Did you notice how the members of the court never clap? Do you think they had a meeting back in the early days of the republic and decided that they would attend the state of the union address each year but would not allow their facial expressions to change and would under no circumstances remove their hands from their laps? 

In fact, are we sure it’s really them or did someone just put really, lifelike stone statues in their place? I was hoping that Sotomayor, being the trendy, hip new justice would break away from her colleagues and stand up and cheer at least once. Oh, the bitter taste of disappointment.

But let’s come back to the court in a minute. 

After an inexcusable delay, the President finally made a push to end “don’t ask, don’t tell.” This was good, and he should figure out a way to make it happen. However, it was disappointing to not hear a word about the ongoing federal trial here in California challenging Prop 8. 

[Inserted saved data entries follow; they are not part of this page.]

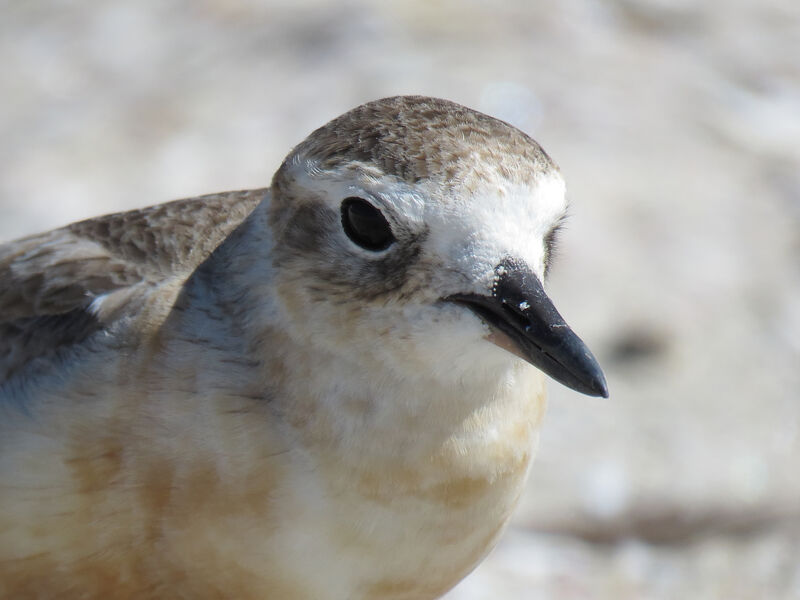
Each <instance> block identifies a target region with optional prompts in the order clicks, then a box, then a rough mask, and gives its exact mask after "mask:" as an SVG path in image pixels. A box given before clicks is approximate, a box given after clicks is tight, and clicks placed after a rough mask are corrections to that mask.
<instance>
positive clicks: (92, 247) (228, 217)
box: [0, 189, 267, 382]
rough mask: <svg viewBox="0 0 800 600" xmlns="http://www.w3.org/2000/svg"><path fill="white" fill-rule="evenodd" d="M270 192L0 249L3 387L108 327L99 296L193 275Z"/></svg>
mask: <svg viewBox="0 0 800 600" xmlns="http://www.w3.org/2000/svg"><path fill="white" fill-rule="evenodd" d="M266 191H267V190H263V189H262V190H247V191H242V192H226V193H222V194H213V195H209V196H201V197H197V198H190V199H187V200H178V201H175V202H169V203H166V204H160V205H157V206H153V207H149V208H145V209H141V210H134V211H129V212H125V213H117V214H112V215H107V216H103V217H98V218H96V219H90V220H88V221H81V222H78V223H73V224H72V225H68V226H66V227H63V228H61V229H56V230H53V231H50V232H47V233H42V234H39V235H34V236H30V237H27V238H23V239H21V240H18V241H15V242H10V243H8V244H5V245H2V246H0V382H2V381H3V380H4V379H6V378H7V377H9V376H10V375H12V374H13V373H14V372H15V371H16V370H17V369H19V368H21V367H23V366H24V365H25V364H26V363H27V362H28V361H30V360H32V359H34V358H36V357H38V356H42V355H43V354H45V353H49V352H53V351H54V350H55V349H57V348H59V347H62V346H65V345H71V344H75V343H78V342H80V341H82V340H83V339H85V338H86V337H88V336H89V335H91V334H92V333H94V332H95V331H97V330H98V329H100V328H101V327H103V326H104V325H106V324H103V323H100V322H99V321H98V319H97V318H96V316H95V315H93V314H92V313H91V312H90V311H88V310H87V309H88V308H89V306H90V304H91V302H92V301H93V300H94V299H95V298H97V297H98V296H101V295H104V294H109V293H112V292H116V291H120V290H124V289H126V288H132V287H133V286H138V285H141V284H144V285H148V284H157V283H159V282H160V281H163V280H164V279H167V278H170V277H175V276H183V277H188V275H189V274H191V272H192V271H193V270H194V269H195V268H196V267H197V266H198V265H199V264H200V263H201V262H202V261H203V260H205V258H206V257H207V256H208V255H209V254H210V253H211V252H213V250H214V249H215V248H216V247H217V246H218V245H219V244H220V243H221V242H222V240H224V239H225V238H226V237H227V236H228V235H229V234H230V233H231V232H232V231H233V229H234V228H235V227H236V226H237V225H238V224H239V223H241V222H242V221H243V220H244V219H245V218H246V217H247V215H248V214H249V213H250V212H251V211H252V210H253V208H254V207H255V206H256V204H258V202H259V201H260V200H261V199H262V198H263V197H264V195H265V194H266Z"/></svg>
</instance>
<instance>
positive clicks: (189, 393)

For those who don’t know, in an unexpected pairing, the lawyers from the opposing sides in Bush v. Gore, Ted Olson and David Boies, joined together to challenge California’s Proposition 8 in federal court. Their argument is that it violates the U.S. Constitution’s guarantee of equal protection. 

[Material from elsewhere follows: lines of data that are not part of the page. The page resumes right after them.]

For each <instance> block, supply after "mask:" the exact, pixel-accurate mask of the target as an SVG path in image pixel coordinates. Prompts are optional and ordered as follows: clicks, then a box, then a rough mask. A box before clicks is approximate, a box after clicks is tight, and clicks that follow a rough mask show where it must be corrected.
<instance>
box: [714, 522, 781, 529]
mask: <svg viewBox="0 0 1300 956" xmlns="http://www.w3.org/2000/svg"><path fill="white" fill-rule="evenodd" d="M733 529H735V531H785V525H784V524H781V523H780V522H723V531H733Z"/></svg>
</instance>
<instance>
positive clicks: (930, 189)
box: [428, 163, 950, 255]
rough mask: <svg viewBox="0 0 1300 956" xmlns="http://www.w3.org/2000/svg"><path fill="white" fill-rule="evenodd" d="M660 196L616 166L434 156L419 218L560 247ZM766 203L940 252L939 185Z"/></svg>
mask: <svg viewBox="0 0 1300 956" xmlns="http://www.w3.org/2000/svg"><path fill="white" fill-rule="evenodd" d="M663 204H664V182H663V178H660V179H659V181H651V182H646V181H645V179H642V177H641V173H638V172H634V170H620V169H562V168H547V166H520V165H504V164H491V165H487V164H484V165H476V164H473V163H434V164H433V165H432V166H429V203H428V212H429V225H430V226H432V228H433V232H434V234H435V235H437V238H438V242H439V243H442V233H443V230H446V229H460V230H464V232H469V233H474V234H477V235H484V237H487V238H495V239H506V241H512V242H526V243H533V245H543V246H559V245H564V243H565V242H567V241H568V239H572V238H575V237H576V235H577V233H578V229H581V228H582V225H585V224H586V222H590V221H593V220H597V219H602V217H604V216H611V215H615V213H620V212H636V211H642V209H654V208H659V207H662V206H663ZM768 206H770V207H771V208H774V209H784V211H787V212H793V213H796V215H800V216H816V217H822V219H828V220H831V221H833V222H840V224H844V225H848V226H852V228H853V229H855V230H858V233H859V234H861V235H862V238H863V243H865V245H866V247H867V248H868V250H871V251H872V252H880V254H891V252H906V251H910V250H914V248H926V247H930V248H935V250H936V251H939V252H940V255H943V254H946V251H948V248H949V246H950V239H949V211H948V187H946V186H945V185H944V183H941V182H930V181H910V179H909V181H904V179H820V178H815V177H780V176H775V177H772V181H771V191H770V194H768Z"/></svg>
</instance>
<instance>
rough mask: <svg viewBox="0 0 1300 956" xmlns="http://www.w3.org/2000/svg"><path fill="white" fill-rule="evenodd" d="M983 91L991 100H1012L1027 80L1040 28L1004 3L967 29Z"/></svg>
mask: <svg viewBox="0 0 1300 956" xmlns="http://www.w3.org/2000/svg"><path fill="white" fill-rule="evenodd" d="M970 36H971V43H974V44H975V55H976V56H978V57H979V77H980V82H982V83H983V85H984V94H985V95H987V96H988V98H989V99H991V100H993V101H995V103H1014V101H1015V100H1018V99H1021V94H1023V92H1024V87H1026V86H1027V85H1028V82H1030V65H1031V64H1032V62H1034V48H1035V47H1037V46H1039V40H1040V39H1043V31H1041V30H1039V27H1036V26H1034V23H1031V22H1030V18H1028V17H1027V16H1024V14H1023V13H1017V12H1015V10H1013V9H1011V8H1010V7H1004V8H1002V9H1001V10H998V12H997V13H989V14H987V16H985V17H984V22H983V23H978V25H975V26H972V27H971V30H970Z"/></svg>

The arguments being made by the proponents of Prop 8 are almost unbelievably weak. Let’s examine a couple of them. 

One argument is that marriage between a man and a woman is traditional marriage and we should not mess with tradition. This, of course, fails to recognize the fact that some of the biggest steps forward in our country’s history have come when we realized the need to set aside tradition. 

Traditionally, women did not have the right to vote in this country. Traditionally, black people did not have the same rights as white people. Clearly, tradition is no excuse for treating one group of people differently from another. 

A second argument is that the State has an interest in promoting procreation and thus should not sanction a union that has no hope of producing children. This came up in a pre-trial hearing and the presiding judge, Judge Walker, made a fantastic point. He told the Prop 8 lawyer that the last marriage he had performed in his courtroom was between a 93-year-old man and an 85-year-old woman. Clearly this union has no chance of producing offspring. 

He asked the lawyer if he should not have performed the marriage. The lawyer responded that of course the judge did the right thing, that the marriage will be a source of happiness and comfort for the old couple. He didn’t seem to mind that they wouldn’t be able to procreate and he seemed to miss the hypocrisy of his stance. 

Now, with sadness, let’s return to the Taciturn Nine, the honorable justices of the Supreme Court of the United States. You see, Olson and Boies have a fair chance of winning their case. It couldn’t be more obvious that denying gay couples the right to marry violates the Constitution. And if Judge Walker agrees, the case will certainly go on to the 9th circuit court of appeals. 

There it will stand a fair chance of succeeding as well since the judges of this court have a reputation for having open minds. But when, inevitably, the case reaches the Supreme Court, we can only assume it will most likely die a painful death. 

The court that, 56 years ago, overturned segregation saying that separate was inherently unequal, has lost its way. It is all too likely that the same five justices that Obama called out for overturning campaign finance laws will rule against gay marriage based not on a constitutional argument (it is clear that the constitution is on the side of equal rights) but rather based on an inability to be open-minded as the world changes around them. 

If there was ever a metaphor for being out of touch, it was the members of the Supreme Court at the State of the Union address. There they sat, old, mostly white, immobile and stone faced while the room around them churned with emotion.